Government legislates to fix ECT nightmare

  •  
By Reporter
  •  
3 minute read

The government has announced it will today introduce legislation to repair the harsh excess contributions tax (ECT) regime.

The move was outlined by Minister for Financial Services and Superannuation Bill Shorten in his April 5 announcement of the government’s plan for super reform when Mr Shorten said from 1 July 2013 individuals would be able to withdraw excess contributions with no penalty.

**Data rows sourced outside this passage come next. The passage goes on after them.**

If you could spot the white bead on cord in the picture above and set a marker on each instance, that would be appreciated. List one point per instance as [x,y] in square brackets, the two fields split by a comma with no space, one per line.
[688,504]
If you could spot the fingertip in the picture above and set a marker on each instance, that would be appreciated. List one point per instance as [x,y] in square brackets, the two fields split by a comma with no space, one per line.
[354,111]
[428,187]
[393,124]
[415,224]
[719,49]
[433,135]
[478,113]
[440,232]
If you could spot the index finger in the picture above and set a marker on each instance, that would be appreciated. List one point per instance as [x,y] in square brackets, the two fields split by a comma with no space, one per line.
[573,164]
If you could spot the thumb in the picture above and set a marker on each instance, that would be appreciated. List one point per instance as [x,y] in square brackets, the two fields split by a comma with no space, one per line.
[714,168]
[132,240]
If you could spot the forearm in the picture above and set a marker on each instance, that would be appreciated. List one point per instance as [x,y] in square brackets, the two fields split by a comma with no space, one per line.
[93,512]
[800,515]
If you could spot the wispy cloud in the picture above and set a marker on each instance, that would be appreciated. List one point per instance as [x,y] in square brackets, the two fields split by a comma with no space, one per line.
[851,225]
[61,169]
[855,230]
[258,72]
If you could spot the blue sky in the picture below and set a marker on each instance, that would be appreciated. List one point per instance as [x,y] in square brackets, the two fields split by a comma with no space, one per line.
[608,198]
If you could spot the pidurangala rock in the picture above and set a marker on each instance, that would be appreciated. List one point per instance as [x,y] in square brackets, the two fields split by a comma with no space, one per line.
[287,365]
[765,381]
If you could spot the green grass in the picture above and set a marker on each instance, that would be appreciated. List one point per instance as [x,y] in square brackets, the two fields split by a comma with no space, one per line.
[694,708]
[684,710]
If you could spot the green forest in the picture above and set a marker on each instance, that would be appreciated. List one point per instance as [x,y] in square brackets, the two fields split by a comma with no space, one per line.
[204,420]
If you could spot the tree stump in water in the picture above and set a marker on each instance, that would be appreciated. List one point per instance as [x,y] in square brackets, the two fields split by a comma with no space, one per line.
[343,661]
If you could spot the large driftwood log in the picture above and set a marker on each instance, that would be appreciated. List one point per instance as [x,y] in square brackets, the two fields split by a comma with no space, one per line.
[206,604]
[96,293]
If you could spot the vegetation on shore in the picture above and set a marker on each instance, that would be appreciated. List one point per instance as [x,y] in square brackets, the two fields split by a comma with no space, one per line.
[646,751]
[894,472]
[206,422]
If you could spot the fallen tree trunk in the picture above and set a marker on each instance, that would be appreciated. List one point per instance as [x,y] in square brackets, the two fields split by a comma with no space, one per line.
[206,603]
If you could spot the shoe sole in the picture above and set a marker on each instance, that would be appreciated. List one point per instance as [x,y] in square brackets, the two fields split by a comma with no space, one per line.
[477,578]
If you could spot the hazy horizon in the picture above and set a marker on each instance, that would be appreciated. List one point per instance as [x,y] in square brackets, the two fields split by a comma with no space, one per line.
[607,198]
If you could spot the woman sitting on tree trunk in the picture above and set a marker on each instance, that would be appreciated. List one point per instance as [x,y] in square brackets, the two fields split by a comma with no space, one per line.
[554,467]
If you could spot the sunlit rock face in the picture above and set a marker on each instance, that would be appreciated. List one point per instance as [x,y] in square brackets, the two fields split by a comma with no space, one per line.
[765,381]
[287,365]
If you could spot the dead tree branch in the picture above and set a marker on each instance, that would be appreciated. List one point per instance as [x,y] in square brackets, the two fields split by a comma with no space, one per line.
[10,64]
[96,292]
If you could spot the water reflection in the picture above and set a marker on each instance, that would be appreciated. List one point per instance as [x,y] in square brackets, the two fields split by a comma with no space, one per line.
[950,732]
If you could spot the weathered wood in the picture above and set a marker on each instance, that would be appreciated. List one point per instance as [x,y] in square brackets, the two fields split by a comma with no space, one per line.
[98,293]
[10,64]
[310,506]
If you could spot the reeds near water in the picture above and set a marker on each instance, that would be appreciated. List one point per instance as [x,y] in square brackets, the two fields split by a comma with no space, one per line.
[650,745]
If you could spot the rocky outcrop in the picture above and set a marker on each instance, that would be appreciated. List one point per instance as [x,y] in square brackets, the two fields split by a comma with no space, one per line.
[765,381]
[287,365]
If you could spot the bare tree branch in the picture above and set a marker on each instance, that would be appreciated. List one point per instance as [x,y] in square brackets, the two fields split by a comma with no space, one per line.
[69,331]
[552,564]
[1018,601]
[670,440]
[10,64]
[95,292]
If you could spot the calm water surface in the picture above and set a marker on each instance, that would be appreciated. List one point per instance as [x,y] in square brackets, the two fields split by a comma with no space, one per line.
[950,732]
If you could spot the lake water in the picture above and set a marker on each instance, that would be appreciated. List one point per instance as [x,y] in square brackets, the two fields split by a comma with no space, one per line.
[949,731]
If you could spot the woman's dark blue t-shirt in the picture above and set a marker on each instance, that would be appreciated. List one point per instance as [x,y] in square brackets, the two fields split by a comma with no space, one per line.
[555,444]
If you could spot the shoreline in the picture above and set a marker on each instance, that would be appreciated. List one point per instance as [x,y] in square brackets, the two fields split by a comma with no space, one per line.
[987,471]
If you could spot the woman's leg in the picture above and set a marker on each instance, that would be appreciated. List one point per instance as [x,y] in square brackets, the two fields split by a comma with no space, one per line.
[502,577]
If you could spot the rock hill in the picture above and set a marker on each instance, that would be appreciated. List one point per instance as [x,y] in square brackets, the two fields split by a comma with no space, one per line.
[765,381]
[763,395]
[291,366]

In a statement today, Mr Shorten said the changes would make superannuation taxation fairer for low- and middle-income earners who inadvertently breach the concessional contributions cap because they will be taxed at their marginal tax rate rather than the top marginal tax rate.

Under the current regulations, excess contributions are effectively taxed at the top marginal tax rate of 46.5 per cent, which Mr Shorten described as a “severe penalty” for those below the top marginal rate.

==
==

Mr Shorten’s statement did not address the loophole whereby those who inadvertently breach both their concessional and non-concessional caps can pay up to 93 per cent tax on part of their contribution.

“The government’s reforms will ensure that individuals are taxed on excess concessional contributions in the same way as if they had received that money as salary or wages and had chosen to make a non-concessional contribution,” he stated.

“The government will tax excess concessional contributions at the individual’s marginal tax rate plus an interest charge, rather than the top marginal tax rate.”

The government estimated the reform would reduce the tax liability of around 40,000 people in 2013/2014, by around $1,100 on average.

***Update***

The Bill was introduced this morning and debate was adjourned after a second reading and adjourned to be reintroduced tomorrow.